Relational databases don't scale horizontally. That's still as true today as it ...

workhere-io · on April 25, 2014

AdWords was run on MySQL up until two years ago. The vast majority of developers working on "web-scale" projects won't get to handle projects with larger requirements than AdWords. In that perspective the whole NoSQL trend makes very little sense, especially given the fact that e.g. PostgreSQL and MySQL have a lot of needed features that many NoSQL databases don't, and that the most "hip" NoSQL database a couple of years ago was a database that doesn't even scale that well (MongoDB).

h1karu · on April 25, 2014

AdWords was designed with sharding built into it's application layer. This essentially means that the developers were forced to implement a custom app-specific persistence layer that rides on top of MySQL.

This limits your ability to write SQL queries because you can only query within a particular shard and that decreases the usefulness of mysql and makes it feel more like a nosql data-store. At that point you find yourself asking why didn't we just use a NoSQL store ? And often times the answer is "because we wanted to use something we were already familiar with". Sometimes people are willing to add a lot more complexity to their application just to allow themselves to avoid having to learn something new.

balfirevic · on April 25, 2014

"At that point you find yourself asking why didn't we just use a NoSQL store"

Because you still have the full ability to write general SQL within the shard. For many types of application this is useful.

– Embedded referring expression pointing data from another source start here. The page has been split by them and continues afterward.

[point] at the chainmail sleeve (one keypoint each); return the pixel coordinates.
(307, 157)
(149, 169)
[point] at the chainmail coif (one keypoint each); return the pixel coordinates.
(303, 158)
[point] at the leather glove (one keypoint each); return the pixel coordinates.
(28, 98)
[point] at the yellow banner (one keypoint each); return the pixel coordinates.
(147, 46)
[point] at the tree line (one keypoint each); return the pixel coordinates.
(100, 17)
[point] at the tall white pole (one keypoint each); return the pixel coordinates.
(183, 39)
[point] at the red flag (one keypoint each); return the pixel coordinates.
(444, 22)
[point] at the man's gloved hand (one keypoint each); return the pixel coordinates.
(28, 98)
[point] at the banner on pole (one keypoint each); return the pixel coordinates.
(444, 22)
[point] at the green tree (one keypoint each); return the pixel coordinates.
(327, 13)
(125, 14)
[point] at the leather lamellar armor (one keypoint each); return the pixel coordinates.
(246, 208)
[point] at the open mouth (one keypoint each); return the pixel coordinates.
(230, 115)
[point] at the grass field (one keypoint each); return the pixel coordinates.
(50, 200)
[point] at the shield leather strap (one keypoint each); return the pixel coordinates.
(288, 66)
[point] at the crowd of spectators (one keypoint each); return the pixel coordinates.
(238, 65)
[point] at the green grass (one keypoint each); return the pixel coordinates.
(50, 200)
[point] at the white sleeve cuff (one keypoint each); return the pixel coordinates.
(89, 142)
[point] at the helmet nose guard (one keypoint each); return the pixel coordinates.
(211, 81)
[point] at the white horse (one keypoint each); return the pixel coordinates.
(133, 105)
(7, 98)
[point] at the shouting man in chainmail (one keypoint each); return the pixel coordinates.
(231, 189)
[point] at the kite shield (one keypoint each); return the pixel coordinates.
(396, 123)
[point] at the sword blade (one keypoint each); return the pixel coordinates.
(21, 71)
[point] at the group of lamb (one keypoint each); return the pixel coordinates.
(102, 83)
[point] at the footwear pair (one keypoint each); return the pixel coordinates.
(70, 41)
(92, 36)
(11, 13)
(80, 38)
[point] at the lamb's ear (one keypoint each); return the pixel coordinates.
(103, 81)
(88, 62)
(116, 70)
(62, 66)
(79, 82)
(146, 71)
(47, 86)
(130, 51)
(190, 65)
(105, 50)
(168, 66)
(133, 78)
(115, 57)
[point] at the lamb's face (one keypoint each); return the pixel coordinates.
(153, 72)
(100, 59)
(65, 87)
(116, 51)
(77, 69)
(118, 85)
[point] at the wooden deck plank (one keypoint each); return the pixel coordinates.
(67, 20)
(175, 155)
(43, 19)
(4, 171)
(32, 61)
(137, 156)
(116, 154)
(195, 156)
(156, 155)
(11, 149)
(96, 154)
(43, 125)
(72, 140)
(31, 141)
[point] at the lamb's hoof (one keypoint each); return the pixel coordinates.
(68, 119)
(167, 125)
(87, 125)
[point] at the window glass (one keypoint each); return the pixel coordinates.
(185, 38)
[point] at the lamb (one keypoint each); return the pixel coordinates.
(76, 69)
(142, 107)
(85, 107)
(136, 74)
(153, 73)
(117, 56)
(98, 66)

h1karu · on April 25, 2014

That's a fair point. If you need highly relational queries within a given shard then using a relational database there can make sense, but for many apps the kinds of queries that are used are not highly relational in nature so using a NoSQL store could have reduced the need for all of that app-specific sharding engineering while still allowing for all the queries that were needed by the app.

I personally find that SQL relational databases are not flexible enough for my application so I go with a polyglot persistence architecture that ties together a nosql key-value store with a graph database technology. This way I can use the cypher query language to access data relationally across all my shards while scaling writes and Big-data horizontally.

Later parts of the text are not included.